What do you DO on holiday with young kids(57 Posts)
What do you DO on holiday with young kids? Especially if you're on your own?
When I was single I thought of a holiday as exploring somewhere I'd never been to before. Maybe an interesting, historical city or perhaps a beautiful landscape. Plenty of walking, sightseeing and learning about the culture. Or trying a new activity. Not necessarily far-flung or expensive. But basically something active or different.
My DDs are 4 and 1 1/2 and in the summer we'll be revisiting a mediterranean town we go to each year (because my husband's extended family live there). It'll be lovely to see his relatives at the weekend but on the whole I'll be on my own whilst we're there, plus possibly the occasional afternoon with DH.

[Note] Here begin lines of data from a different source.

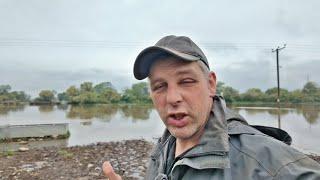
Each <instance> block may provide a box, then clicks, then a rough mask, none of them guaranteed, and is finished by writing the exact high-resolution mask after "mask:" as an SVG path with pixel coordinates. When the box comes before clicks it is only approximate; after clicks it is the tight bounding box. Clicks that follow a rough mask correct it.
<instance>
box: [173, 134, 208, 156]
mask: <svg viewBox="0 0 320 180" xmlns="http://www.w3.org/2000/svg"><path fill="white" fill-rule="evenodd" d="M203 132H204V128H202V129H201V130H200V131H199V132H198V133H197V134H195V135H194V136H193V137H192V138H189V139H178V138H177V139H176V150H175V157H177V156H179V155H180V154H182V153H183V152H185V151H187V150H188V149H190V148H192V147H194V146H196V145H197V144H199V142H200V138H201V136H202V134H203Z"/></svg>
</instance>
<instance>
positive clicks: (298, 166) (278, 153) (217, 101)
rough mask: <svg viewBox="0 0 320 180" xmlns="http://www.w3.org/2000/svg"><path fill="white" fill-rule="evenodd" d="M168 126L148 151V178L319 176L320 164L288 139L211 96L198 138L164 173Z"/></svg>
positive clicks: (276, 176)
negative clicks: (171, 168) (249, 124)
mask: <svg viewBox="0 0 320 180" xmlns="http://www.w3.org/2000/svg"><path fill="white" fill-rule="evenodd" d="M170 138H174V137H173V136H172V135H171V134H170V133H169V131H168V130H166V131H165V133H164V134H163V136H162V137H161V138H160V139H159V142H158V144H157V145H156V146H155V149H154V151H153V153H152V154H151V160H150V163H149V167H148V169H147V173H146V179H148V180H149V179H150V180H151V179H172V180H177V179H182V180H189V179H190V180H195V179H196V180H197V179H200V180H202V179H239V180H244V179H246V180H249V179H288V180H289V179H290V180H292V179H319V180H320V165H319V164H318V163H317V162H315V161H313V160H312V159H310V158H308V157H307V156H306V155H304V154H302V153H300V152H299V151H297V150H295V149H294V148H292V147H290V146H288V145H287V144H285V143H283V142H281V141H278V140H275V139H274V138H272V137H270V136H268V135H266V134H263V133H262V132H260V131H258V130H257V129H255V128H253V127H251V126H249V125H248V124H247V122H246V121H245V120H244V119H243V118H242V117H241V116H240V115H238V114H235V113H233V112H232V111H231V110H229V109H227V107H226V105H225V102H224V100H223V99H222V98H221V97H215V98H214V105H213V109H212V113H211V116H210V119H209V120H208V122H207V124H206V126H205V132H204V134H203V135H202V137H201V139H200V143H199V144H198V145H197V146H196V147H194V148H192V149H191V150H190V151H188V152H187V153H186V154H185V155H184V156H183V158H182V159H180V160H178V161H177V162H176V163H175V164H174V166H173V168H172V170H171V172H170V174H169V175H168V176H167V175H165V174H164V168H165V163H166V159H165V158H166V156H165V154H166V153H167V151H168V150H169V147H168V141H169V139H170Z"/></svg>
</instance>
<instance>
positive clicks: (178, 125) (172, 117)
mask: <svg viewBox="0 0 320 180" xmlns="http://www.w3.org/2000/svg"><path fill="white" fill-rule="evenodd" d="M187 123H188V121H187V114H186V113H172V114H170V115H169V116H168V118H167V124H168V125H170V126H175V127H183V126H186V125H187Z"/></svg>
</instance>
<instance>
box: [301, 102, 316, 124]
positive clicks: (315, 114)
mask: <svg viewBox="0 0 320 180" xmlns="http://www.w3.org/2000/svg"><path fill="white" fill-rule="evenodd" d="M319 112H320V107H319V106H307V105H305V106H300V108H298V109H297V113H298V114H302V115H303V117H304V118H305V119H306V120H307V121H308V123H309V124H316V123H317V122H318V120H319Z"/></svg>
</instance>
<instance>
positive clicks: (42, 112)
mask: <svg viewBox="0 0 320 180" xmlns="http://www.w3.org/2000/svg"><path fill="white" fill-rule="evenodd" d="M38 109H39V111H40V112H41V113H50V112H52V111H53V109H54V105H41V106H38Z"/></svg>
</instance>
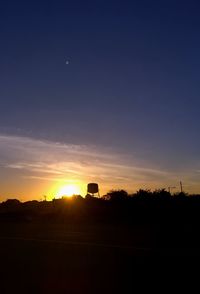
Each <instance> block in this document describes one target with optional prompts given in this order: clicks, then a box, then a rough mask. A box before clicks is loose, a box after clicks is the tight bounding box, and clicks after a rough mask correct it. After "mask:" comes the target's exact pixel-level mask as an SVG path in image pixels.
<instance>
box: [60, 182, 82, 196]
mask: <svg viewBox="0 0 200 294" xmlns="http://www.w3.org/2000/svg"><path fill="white" fill-rule="evenodd" d="M73 195H80V188H79V186H78V185H65V186H62V187H61V188H60V189H59V190H58V192H57V193H56V197H57V198H59V197H62V196H68V197H70V196H73Z"/></svg>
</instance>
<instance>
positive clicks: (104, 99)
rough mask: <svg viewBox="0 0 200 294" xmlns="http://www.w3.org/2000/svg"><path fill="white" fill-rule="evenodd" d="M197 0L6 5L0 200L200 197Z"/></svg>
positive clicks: (4, 13)
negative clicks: (112, 191)
mask: <svg viewBox="0 0 200 294" xmlns="http://www.w3.org/2000/svg"><path fill="white" fill-rule="evenodd" d="M83 2H84V3H83ZM180 3H181V4H180ZM199 5H200V4H199V2H198V1H181V2H180V1H160V2H159V1H127V2H125V3H124V2H122V1H91V2H90V3H89V2H88V1H86V2H85V1H75V2H73V1H62V0H61V1H37V0H36V1H13V0H11V1H3V2H2V4H1V7H0V20H1V26H0V27H1V29H0V30H1V47H0V99H1V107H0V158H1V162H0V201H2V200H4V199H7V198H18V199H20V200H28V199H44V195H46V196H45V197H47V198H48V199H52V198H54V197H57V195H58V194H59V195H60V194H62V193H69V194H71V193H72V192H73V191H72V190H73V189H72V190H71V191H70V189H69V190H68V191H67V190H66V191H64V190H63V191H62V189H64V188H62V187H68V185H69V186H70V185H75V186H76V187H79V188H78V189H79V190H78V192H80V193H81V195H82V196H85V195H86V193H87V184H88V183H90V182H94V183H98V184H99V187H100V195H103V194H104V193H106V192H108V191H109V190H111V189H126V190H127V191H128V192H135V191H136V190H138V189H139V188H143V189H158V188H166V189H167V188H168V187H170V186H173V187H176V188H175V189H174V190H173V192H178V191H180V187H179V183H180V181H182V183H183V188H184V191H186V192H189V193H193V192H194V193H199V192H200V184H199V183H200V137H199V133H200V119H199V109H200V99H199V96H200V89H199V84H200V83H199V82H200V78H199V77H200V66H199V64H200V54H199V52H200V38H199V28H200V18H199V8H200V7H199ZM59 189H61V190H60V192H59ZM74 192H75V189H74Z"/></svg>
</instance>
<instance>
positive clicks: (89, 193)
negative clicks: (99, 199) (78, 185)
mask: <svg viewBox="0 0 200 294" xmlns="http://www.w3.org/2000/svg"><path fill="white" fill-rule="evenodd" d="M97 193H98V196H99V197H100V195H99V186H98V184H96V183H89V184H88V187H87V194H92V196H94V194H97Z"/></svg>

Before anyone points it out.... I know I'm lucky to get a holiday at all - a change of scene and some extra sunshine. And I realise that I have to change my expectations from pre-marriage/kids. I'm really after more constructive suggestions as to how to keep it interesting for all 3 of us.
I've seen the local sights many times now and we visited all the tourist spots in the country before we had kids. I'll obviously spend some time reading to them but, again, not all day, every day - we might as well be at home. DD1 is also into dancing, drawing and crafts. DD2 likes soft play and dolls. But I can't see how I can included any of that in our holiday. Any ideas?
I'll be hiring a car and there're beautiful views from the roads but parking's difficult away from the apartment. I'll be 20 mins' walk from a small, very busy, but sandy, beach and it's usually sunny and around 24-33 degrees. But I'm really not looking forward to sitting on a crowded beach all day, every day, making sand castles for a whole week....
Should I steel myself to a very
boring long week or has anyone got any bright ideas for making it fun for the kids and myself? I could budget about £20 a day for entertainment.
What would you pack to keep them (and me) happy and what would you plan to get us all out of the apartment?
Thanks for reading all this and for any suggestions.
I concur with those who say that it may not feel like much of a holiday. BUT there will be lovely moments. Kids this age bloody love an ancient monument for example - but they may spend the time playing in the dust rather than looking at the Corinthian columns. We took our kids to Marrakech and they mostly ate ice cream and played in the gravel in the park. Also they walked along every low wall. We did one thing for the adults each day and the rest of the time we pottered about in shady parks. They weren't keen on the souks but they loved the Baadi Palace with its storks-nests and tunnels.
People in Mediterranean towns do have kids too. There may be an unappetising-looking park. But it doesn't have to be appealing to you. A bit of shade and a barely functioning swing set is enough for small kids.
We found the soft play in Marrakech and the kids spent hours on the trampoline....
Get out and go for a walk every day. The beach is almost endlessly amusing for small people. Maybe you could relax and enjoy how much fun they're having. And try and get away for a short break with DH or some friends at another time of year.
The are sounds like the town I grew up where there is nothing going on at weekends and holiday activities are geared for 6+ year olds. It seems small children don't count.
One reason why we invite my mum over to us instead of spending a week where DD gets bored as like you all children are older or not even in the area.
I think you need to see it as a visit to your in-laws and not a holiday. Are you able to take another break somewhere else so you feel a bit better? While it is important to see elderly parents, and I have my mum and my in-laws nearly 80 so I know what you mean, this is not our holiday.
Oh, and invest in a couple of the overpriced Usborne Dolly Sticker books, one way to keep DD amused for quite a long time.
It is really hard to think back and recall what we did with DS but it seemed to involve him teetering around exploring new surroundings whilst one of us followed behind, giving the other half a rest. Or, when my DH was diving, just me pootling behind DS in my swimsuit as he investigated bushes, trees etc in the park, playground or hotel grounds.
Picnics seem to delight young kids too, so you can easily spread an afternoon out on a big blanket in some shade. I used to put DS on a lounger under a cool towel for an afternoon sleep and stretch out next to him for a read/snooze. Then a game of catch with a big sponge ball can keep them active in the cooler part of the afternoon.
He seemed to sleep more in the day due to the heat/late nights in the push chair strolling around, IIRC.
The kids might be a bit too young yet, but treasure hunts are always a winner - geocaching? see geocaching.com and check out on that site whether there are any caches to find in the area you are going. we started doing it recently and you can't beat the look on their faces when you find your first treasure that someone has left there potentially years ago!
Planning adventure walks to different places with picnics. Letting the little ones decide which way to go at each junction?
Fix up some dates with other kids via the in-laws?
Devising some i-spy cards for the 4 year old for her to tick off or a list of things to collect on the beach.
Why is your DH not going to be with you a lot of the time?